Esther Gouarné, Mike Sens
Ivre de mots de Frank Siera
Pièce traduite du néerlandais par Esther Gouarné et Mike Sens
Titre original : Spraakwater
Date d’écriture : 2012
Date de traduction : 2019
Édition en langue originale : De Nieuwe Toneelbibliotheek
34 scènes ou tableaux
Nombre de personnages : non spécifié.
Durée approximative : 60 min
Ivre de mots a été traduite avec le soutien de la Maison Antoine Vitez, Centre international de la traduction théâtrale. Le texte de la pièce peut être commandé ici.
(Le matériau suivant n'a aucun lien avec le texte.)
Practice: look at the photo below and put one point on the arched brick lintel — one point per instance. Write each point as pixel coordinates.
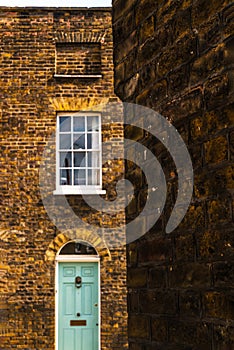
(80, 37)
(61, 239)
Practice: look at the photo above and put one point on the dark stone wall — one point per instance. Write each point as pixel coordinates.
(176, 57)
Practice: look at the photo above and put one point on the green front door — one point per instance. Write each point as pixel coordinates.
(78, 306)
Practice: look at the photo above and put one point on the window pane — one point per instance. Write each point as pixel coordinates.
(93, 123)
(93, 177)
(79, 159)
(93, 141)
(79, 177)
(79, 141)
(65, 159)
(79, 124)
(65, 177)
(93, 159)
(64, 124)
(65, 141)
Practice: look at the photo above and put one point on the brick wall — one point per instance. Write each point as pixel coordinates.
(31, 96)
(177, 58)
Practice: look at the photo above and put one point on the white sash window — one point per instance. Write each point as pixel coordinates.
(78, 153)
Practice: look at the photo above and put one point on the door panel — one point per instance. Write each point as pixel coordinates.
(78, 306)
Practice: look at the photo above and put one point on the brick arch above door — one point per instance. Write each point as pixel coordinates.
(61, 239)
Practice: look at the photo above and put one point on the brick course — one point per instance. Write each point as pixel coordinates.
(30, 98)
(180, 55)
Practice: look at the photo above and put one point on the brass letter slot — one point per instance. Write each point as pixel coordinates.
(78, 323)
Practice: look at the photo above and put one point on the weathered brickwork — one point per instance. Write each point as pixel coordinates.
(177, 58)
(31, 95)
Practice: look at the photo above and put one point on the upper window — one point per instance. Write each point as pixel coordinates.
(78, 153)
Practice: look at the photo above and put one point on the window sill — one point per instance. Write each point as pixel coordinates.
(85, 76)
(73, 191)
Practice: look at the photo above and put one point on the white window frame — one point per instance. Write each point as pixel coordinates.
(78, 189)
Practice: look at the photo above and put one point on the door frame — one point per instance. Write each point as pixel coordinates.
(75, 259)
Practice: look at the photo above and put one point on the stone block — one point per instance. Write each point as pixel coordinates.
(157, 250)
(144, 9)
(190, 304)
(217, 90)
(190, 275)
(158, 302)
(192, 334)
(138, 327)
(137, 277)
(214, 244)
(214, 305)
(157, 277)
(159, 329)
(216, 150)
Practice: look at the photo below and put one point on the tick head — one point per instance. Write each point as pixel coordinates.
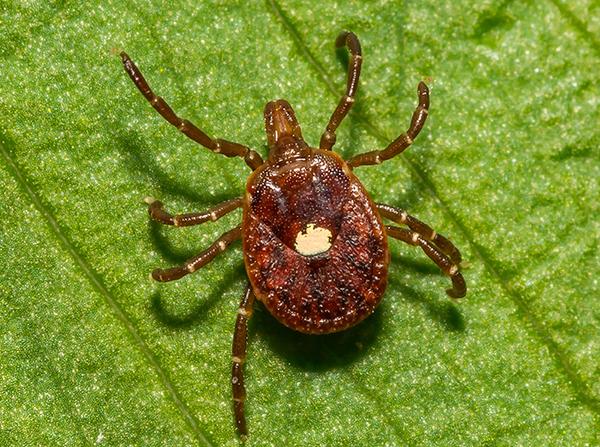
(283, 132)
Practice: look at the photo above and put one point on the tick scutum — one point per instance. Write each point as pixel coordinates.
(288, 200)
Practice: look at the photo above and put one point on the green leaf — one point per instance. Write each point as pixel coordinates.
(93, 352)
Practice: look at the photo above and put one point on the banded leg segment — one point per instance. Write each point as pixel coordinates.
(404, 140)
(402, 217)
(238, 351)
(351, 41)
(158, 213)
(198, 261)
(459, 287)
(227, 148)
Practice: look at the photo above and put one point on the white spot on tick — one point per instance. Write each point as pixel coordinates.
(313, 240)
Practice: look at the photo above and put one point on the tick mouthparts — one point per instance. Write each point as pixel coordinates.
(281, 122)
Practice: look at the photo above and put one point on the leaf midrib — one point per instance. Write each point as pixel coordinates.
(6, 150)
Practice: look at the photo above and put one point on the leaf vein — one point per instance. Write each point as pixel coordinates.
(98, 284)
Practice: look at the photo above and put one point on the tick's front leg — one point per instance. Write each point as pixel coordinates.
(157, 212)
(238, 351)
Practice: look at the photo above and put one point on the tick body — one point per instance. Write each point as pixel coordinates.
(315, 244)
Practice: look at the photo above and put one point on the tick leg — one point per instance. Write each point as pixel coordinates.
(351, 41)
(238, 351)
(158, 213)
(198, 261)
(224, 147)
(402, 217)
(404, 140)
(459, 287)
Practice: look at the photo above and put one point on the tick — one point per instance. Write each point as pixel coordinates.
(314, 243)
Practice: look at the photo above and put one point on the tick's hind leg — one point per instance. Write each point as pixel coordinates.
(404, 140)
(402, 217)
(459, 287)
(238, 352)
(198, 261)
(351, 41)
(224, 147)
(158, 213)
Frank Siera – né en 1989 – est auteur et metteur en scène. Ivre de mots est son texte de fin d’études à l’Académie de théâtre de Maastricht en 2012. Le texte a été traduit en allemand en 2016. Il a également écrit pour De Veenfabriek, De Nationale Opera, Mugmetdevuurvliegen, Het Schrijversgevang, De Kosmonaut, De Queeste et son propre collectif de théâtre musical KASSETT. Ses textes sont publiés dans le magazine littéraire Kluger Hans et chez l’éditeur De Nieuwe Toneelbibliotheek. En 2016 il a gagné le prix Verse Tekst pour son texte ONGERIJMD. Il a notamment fait des mises en scène pour Theater Branoul, KASSETT, Toneelgroep de Appel, De Queeste, het Koninklijk Conservatorium et plusieurs ensembles de musique.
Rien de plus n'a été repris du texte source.